Heart transplantation: challenges facing the field.

There has been significant progress in the field of heart transplantation over the last 45 years. The 1-yr survival rates following heart transplantation have improved from 30% in the 1970s to almost 90% in the 2000s. However, there has been little change in long-term outcomes. This is mainly due to chronic rejection, malignancy, and the detrimental side effects of chronic immunosuppression. In addition, over the last decade, new challenges have arisen such as increasingly complicated recipients and antibody-mediated rejection. Most, if not all, of these obstacles to long-term survival could be prevented or ameliorated by the induction of transplant tolerance wherein the recipient's immune system is persuaded not to mount a damaging immune response against donor antigens, thus eliminating the need for chronic immunosuppression. However, the heart, as opposed to other allografts like kidneys, appears to be a tolerance-resistant organ. Understanding why organs like kidneys and livers are prone to tolerance induction, whereas others like hearts and lungs are tolerance-resistant, could aid in our attempts to achieve long-term, immunosuppression-free survival in human heart transplant recipients. It could also advance the field of pig-to-human xenotransplantation, which, if successful, would eliminate the organ shortage problem. Of course, there are alternative futures to the field of heart transplantation that may include the application of total mechanical support, stem cells, or bioengineered whole organs. Which modality will be the first to reach the ultimate goal of achieving unlimited, long-term, circulatory support with minimal risk to longevity or lifestyle is unknown, but significant progress in being made in each of these areas.
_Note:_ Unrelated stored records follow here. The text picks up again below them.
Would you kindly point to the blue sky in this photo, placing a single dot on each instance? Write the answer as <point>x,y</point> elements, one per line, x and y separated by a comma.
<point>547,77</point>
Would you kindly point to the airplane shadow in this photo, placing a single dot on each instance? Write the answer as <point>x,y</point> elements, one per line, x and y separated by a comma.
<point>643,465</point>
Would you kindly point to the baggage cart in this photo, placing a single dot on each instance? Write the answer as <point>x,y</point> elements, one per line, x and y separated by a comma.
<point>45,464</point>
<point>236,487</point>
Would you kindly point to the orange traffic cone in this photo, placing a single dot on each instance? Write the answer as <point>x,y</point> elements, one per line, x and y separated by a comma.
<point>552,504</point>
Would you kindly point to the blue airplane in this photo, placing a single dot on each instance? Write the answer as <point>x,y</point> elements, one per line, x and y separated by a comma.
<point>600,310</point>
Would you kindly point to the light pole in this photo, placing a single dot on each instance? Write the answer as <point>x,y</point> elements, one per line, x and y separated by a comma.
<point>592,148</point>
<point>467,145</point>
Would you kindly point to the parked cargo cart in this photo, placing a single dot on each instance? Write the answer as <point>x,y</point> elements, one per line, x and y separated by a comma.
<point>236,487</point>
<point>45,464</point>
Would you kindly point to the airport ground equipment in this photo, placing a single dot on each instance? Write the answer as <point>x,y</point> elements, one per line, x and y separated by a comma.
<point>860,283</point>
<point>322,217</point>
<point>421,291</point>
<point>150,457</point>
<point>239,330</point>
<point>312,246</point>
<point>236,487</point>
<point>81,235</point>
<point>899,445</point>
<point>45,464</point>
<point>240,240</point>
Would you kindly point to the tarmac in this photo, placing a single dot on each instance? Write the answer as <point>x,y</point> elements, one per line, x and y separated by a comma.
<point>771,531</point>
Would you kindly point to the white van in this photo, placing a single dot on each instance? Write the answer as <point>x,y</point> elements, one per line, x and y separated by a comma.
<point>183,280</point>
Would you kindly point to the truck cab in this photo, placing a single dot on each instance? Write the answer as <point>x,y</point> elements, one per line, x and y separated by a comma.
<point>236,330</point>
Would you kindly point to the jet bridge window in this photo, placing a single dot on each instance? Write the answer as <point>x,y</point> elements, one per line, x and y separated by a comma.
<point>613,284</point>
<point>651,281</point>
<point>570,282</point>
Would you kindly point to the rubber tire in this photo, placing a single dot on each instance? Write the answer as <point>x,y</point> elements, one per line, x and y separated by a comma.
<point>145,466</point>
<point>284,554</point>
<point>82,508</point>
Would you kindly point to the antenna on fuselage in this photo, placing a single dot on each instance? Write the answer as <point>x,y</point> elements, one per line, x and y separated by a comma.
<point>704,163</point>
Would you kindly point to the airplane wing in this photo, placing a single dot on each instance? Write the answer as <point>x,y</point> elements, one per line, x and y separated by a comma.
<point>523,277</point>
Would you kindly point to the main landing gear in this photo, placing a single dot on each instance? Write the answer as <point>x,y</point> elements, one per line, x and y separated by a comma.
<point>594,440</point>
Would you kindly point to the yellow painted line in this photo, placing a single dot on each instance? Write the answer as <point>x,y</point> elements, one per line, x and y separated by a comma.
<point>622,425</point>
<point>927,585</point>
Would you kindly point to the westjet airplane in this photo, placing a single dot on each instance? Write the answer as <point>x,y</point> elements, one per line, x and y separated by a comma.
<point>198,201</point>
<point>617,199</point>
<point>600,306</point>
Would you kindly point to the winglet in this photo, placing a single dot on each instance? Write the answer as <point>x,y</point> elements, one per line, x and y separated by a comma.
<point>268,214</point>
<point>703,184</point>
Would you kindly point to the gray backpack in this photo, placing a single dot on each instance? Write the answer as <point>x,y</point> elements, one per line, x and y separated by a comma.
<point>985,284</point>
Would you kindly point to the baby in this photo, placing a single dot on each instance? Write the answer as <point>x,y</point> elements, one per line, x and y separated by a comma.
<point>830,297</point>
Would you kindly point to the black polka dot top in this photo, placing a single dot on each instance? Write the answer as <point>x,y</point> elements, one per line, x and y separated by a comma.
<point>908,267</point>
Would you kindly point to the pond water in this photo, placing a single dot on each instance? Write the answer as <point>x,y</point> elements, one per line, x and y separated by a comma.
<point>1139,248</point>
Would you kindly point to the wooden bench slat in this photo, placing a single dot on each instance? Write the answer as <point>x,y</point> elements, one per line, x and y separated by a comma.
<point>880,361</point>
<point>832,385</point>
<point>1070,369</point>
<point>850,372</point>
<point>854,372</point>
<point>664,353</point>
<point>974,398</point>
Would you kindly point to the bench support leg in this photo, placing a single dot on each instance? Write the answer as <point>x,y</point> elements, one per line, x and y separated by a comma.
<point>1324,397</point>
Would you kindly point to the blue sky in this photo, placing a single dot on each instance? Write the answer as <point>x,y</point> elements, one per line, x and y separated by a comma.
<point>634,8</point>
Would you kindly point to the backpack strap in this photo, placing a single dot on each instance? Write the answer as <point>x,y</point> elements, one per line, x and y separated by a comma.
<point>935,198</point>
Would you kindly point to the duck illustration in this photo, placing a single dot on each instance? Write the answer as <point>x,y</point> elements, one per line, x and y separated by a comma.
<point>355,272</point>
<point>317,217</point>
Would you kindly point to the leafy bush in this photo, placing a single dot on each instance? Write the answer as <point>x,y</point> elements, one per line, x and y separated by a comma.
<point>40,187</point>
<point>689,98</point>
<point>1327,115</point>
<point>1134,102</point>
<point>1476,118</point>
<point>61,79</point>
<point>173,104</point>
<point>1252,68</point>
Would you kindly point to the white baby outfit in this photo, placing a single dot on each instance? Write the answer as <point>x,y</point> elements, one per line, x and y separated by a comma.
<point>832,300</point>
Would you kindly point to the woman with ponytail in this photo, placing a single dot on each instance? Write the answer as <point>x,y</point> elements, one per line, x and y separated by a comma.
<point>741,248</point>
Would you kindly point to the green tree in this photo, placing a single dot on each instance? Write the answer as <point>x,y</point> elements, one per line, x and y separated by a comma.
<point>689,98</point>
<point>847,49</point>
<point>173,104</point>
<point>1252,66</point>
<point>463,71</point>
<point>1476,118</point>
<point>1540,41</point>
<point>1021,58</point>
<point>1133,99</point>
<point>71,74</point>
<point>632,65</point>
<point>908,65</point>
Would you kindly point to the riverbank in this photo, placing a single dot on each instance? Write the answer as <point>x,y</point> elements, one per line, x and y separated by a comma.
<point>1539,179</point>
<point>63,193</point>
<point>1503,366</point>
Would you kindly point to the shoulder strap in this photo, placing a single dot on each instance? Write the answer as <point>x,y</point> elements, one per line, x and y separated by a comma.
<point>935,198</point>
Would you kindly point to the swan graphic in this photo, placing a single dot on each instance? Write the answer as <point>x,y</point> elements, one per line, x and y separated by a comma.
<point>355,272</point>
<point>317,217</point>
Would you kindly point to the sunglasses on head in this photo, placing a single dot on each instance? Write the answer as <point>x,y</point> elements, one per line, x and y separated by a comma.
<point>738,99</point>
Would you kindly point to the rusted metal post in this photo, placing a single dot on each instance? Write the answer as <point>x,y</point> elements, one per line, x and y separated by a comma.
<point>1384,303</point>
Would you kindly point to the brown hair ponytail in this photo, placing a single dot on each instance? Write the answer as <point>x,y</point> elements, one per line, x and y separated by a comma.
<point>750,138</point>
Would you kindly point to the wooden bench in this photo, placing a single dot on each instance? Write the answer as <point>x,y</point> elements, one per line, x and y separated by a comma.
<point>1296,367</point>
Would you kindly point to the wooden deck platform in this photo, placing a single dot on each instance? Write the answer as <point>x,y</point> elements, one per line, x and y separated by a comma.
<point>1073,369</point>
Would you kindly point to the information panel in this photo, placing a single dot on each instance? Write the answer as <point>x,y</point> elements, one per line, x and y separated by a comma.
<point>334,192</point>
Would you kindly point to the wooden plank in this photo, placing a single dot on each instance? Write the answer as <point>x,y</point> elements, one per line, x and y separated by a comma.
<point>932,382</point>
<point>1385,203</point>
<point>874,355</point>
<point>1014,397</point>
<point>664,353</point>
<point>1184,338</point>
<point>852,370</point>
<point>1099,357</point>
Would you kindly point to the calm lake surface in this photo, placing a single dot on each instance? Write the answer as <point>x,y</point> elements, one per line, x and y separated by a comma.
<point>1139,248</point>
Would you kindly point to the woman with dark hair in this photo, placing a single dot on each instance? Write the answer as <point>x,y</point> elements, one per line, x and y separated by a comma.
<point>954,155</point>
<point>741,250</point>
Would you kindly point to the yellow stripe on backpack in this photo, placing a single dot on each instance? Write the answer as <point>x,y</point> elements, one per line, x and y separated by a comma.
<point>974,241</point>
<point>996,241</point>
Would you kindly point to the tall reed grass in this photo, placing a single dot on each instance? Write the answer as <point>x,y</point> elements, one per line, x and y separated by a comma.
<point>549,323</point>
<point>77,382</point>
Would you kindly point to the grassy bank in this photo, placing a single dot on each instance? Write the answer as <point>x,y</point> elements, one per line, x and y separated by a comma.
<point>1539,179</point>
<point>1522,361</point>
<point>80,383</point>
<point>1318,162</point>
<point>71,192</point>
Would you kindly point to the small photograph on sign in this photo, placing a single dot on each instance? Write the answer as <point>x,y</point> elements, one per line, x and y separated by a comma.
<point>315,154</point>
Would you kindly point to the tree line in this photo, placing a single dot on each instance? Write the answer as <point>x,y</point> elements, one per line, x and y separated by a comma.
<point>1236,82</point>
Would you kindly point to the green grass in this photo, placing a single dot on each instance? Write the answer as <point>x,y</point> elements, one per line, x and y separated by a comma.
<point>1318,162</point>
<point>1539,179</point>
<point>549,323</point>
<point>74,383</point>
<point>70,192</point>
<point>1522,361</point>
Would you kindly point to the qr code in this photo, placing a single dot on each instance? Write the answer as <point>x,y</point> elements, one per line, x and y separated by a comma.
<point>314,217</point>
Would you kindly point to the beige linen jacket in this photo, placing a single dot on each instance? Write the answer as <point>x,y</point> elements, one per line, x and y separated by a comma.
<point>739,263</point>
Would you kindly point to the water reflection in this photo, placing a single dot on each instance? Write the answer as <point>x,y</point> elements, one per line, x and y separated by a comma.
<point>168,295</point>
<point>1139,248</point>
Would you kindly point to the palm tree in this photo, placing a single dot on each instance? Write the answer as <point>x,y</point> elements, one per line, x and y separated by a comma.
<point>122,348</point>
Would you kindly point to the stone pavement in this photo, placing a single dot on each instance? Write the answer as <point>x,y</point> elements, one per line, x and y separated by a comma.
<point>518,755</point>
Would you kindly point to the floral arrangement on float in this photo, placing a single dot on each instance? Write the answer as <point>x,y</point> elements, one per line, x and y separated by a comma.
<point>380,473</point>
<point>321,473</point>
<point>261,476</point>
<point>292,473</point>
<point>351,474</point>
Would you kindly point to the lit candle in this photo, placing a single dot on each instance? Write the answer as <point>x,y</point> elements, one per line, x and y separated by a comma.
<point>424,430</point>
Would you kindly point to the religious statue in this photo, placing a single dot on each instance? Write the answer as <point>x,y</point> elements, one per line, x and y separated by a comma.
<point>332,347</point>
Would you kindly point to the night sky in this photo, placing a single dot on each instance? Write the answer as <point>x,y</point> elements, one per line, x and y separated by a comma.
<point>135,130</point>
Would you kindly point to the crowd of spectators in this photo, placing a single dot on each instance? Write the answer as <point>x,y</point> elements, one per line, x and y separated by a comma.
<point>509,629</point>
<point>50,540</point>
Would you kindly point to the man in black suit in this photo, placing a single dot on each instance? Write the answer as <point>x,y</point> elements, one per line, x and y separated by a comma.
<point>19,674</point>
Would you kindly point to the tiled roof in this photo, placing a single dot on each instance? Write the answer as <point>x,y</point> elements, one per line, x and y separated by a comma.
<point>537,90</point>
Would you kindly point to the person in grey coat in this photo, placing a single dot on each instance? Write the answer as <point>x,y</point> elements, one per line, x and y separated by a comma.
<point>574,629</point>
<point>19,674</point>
Innate immunity and resistance to tolerogenesis in allotransplantation.

The development of immunosuppressive drugs to control adaptive immune responses has led to the success of transplantation as a therapy for end-stage organ failure. However, these agents are largely ineffective in suppressing components of the innate immune system. This distinction has gained in clinical significance as mounting evidence now indicates that innate immune responses play important roles in the acute and chronic rejection of whole organ allografts. For instance, whereas clinical interest in natural killer (NK) cells was once largely confined to the field of bone marrow transplantation, recent findings suggest that these cells can also participate in the acute rejection of cardiac allografts and prevent tolerance induction. Stimulation of Toll-like receptors (TLRs), another important component of innate immunity, by endogenous ligands released in response to ischemia/reperfusion is now known to cause an inflammatory milieu favorable to graft rejection and abrogation of tolerance. Emerging data suggest that activation of complement is linked to acute rejection and interferes with tolerance. In summary, the conventional wisdom that the innate immune system is of little importance in whole organ transplantation is no longer tenable. The addition of strategies that target TLRs, NK cells, complement, and other components of the innate immune system will be necessary to eventually achieve long-term tolerance to human allograft recipients.